Sometimes I find I have to rest and wait, sometimes in silence, sometimes in solitude and sometimes in the midst of a turbulent city throng. I hope the artistic sensibility will return and that I will be desperate enough to get it out and onto the canvas and that it will come together.

But sometimes it does work. It appears before me, perhaps gradually, perhaps suddenly, often unexpectedly. How did I get
here, to this place? What made it come together? Perhaps the images of yesterday’s forms and shapes percolated overnight -- or over years. Whatever the sources, it feels to me to be real, to be engaging, to be authentic and I know it is time to stop.

When I reflect on this rather bizarre and frequently turbulent process, it occurs to me that when I am working to create something, when I am listening to both inspiration and attending to this desperation, I am living in a part of my inner being that may be right next door to religious experience – to faith, hope and charity, if you will.

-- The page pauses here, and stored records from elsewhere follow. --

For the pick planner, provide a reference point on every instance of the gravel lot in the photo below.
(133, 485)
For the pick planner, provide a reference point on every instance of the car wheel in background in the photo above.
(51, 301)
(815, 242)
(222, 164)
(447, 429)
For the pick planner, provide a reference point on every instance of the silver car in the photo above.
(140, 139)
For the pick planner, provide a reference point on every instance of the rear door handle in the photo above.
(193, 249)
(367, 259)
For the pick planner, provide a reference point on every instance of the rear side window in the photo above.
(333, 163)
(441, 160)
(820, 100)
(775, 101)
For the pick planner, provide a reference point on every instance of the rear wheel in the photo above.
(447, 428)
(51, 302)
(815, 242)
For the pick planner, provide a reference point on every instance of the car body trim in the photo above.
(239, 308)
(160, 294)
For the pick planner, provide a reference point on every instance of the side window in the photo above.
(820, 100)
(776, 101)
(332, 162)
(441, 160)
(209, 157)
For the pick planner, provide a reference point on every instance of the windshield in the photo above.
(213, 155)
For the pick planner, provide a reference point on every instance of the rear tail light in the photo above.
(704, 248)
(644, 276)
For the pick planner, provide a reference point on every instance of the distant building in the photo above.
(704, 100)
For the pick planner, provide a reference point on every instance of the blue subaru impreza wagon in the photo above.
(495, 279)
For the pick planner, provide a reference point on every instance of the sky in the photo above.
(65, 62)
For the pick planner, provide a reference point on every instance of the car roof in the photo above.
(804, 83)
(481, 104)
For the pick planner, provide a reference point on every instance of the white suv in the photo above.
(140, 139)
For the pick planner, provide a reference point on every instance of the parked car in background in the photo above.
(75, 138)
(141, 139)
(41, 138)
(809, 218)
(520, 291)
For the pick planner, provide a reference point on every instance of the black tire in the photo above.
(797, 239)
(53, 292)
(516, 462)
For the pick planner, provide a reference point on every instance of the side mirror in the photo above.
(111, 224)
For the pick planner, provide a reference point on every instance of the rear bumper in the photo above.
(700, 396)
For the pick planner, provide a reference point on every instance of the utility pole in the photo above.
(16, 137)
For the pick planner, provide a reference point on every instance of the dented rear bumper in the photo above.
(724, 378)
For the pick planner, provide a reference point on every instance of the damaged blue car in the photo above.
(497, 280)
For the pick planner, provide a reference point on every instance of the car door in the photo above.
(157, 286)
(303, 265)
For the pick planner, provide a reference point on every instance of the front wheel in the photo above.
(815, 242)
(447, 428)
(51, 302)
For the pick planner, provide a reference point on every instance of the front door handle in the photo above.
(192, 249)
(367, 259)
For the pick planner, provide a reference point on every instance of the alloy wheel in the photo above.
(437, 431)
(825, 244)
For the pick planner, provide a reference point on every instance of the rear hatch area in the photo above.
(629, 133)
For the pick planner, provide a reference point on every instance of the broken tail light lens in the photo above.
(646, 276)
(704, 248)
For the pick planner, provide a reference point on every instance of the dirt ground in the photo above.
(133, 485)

After all, when I am painting thus, I am working from a source that seems to me to be a mystery, like seeing through a glass darkly. I am on a path that is sometimes dark and sometimes revealed to me and in order to express it I must turn myself over to it and follow it wherever it takes me, and I don’t know where it will lead. And when nothing happens and the path remains dark, I must hope that tomorrow the path will be clearer and that something will emerge. And I hope that what emerges will be authentic, at least to me and perhaps to some others. Finally I desire that this work, this expression of my own personal being will connect me, bring me into a closer relationship with others in this universe that I may never see and know, because I desire with a great desire to be a part, if only a tiny part of the mystery of this universe -- that envelopes you, that envelopes me and contains us all.